Near bird strikes, 4th in two months, bird tornadoes..etc

My old skipper when I was in VT-7 took a 2 oz sparrow down the intake doing night FCLPs. Engine promptly disenegrated at like 100' AGL on the touch and go. Every light in the cockpit lit up, and him and the opso punched out. Landed a few hundred feet from the fireball, and I think he said he spent the next 7 hrs in the ER getting pieces of MDC surgically removed from his eyes and face. Yay T-45. Then there was the krock dude back in the same timeframe that wasn't wearing his visor when he took a flock of birds and ejected. Never flew again due to the injuries.
 
Then there was the krock dude back in the same timeframe that wasn't wearing his visor when he took a flock of birds and ejected. Never flew again due to the injuries.

I guess some debris from the ejection and a rapid onslaught on high pressure air hitting his face all of a sudden?
 
My buddy flying an E-2 took multiple bird strikes in both motors during night FCLP's, lost the first one and paddles waved them off. It's night and all he saw was a fireball and the Hawkeye go low so he hit the lights. As they waved-off, lost the second motor, ditched in a field with the plane breaking in two. Some injuries to all three on board.
 
I guess some debris from the ejection and a rapid onslaught on high pressure air hitting his face all of a sudden?

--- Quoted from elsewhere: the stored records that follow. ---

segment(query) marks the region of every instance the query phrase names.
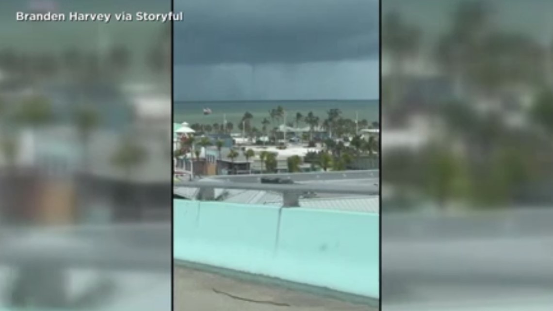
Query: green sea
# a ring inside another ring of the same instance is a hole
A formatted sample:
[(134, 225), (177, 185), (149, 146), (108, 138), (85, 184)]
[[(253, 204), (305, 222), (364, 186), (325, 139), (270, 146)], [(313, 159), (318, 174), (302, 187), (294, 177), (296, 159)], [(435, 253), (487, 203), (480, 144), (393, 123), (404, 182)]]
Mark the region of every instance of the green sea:
[[(295, 123), (296, 114), (304, 116), (310, 111), (321, 120), (327, 116), (327, 111), (332, 108), (340, 109), (342, 117), (354, 120), (357, 115), (359, 120), (366, 120), (369, 123), (379, 121), (378, 100), (289, 100), (289, 101), (178, 101), (174, 106), (173, 113), (175, 122), (187, 122), (189, 124), (222, 124), (226, 119), (232, 122), (234, 128), (241, 122), (246, 112), (253, 116), (252, 124), (261, 127), (264, 118), (271, 121), (269, 111), (281, 106), (288, 117), (286, 122)], [(208, 108), (211, 114), (204, 115), (203, 110)], [(305, 125), (300, 123), (301, 126)], [(276, 126), (276, 125), (273, 125)]]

The T-45 doesn't blow the canopy off in a tradional sense when you eject. It has a ghetto hand operated open/close mechanism (when compared to any other pointy nosed jet I can think of), and it isn't rigged to jettison. So it has this horrible "mild detonating cord" (MDC) that was apparently pulled straight from the harrier, but not reengineered to account for the smaller, flimsier canopy material. So basically, it is overkill, and it rains shards of molten lead all over your face and body when it does its thing and blows the canopy up around you. I don't know how the community has faired as of late, but when I went though, it was a sticking point, particularly because we had all just started flying with the horrible horrible horrible (can I say it one more time....horrible) combat edge mask, that was basically the cheapest bidder kind of thing. Unfortunately, it doesn't seal off your face when used in conjunction with the standard visor. It works fine for a custom cut JHMCS visor that you get later in the fleet (though it is still a horrible mask), but with the stuff you fly with in the training command, it leaves a big gap between the mask and the visor, which needlessly exposes your face and eyes to the shrapnel from a T-45 ejection. Did I mention it is a horrible mask?
 
Last few ejections, mild injuries due to the lead and only if sleeves were rolled up or visor was up.
 
In the last 24 hours, I've come closer to more birds than I ever have. I've only ever hit one (on the after landing roll in Yuma — poor bastard was filleted and shoved forward by the reversed props in a cloud of feathers—really, you must see it, it is somewhat interesting to behold), but I sure came plenty close on the last seven legs.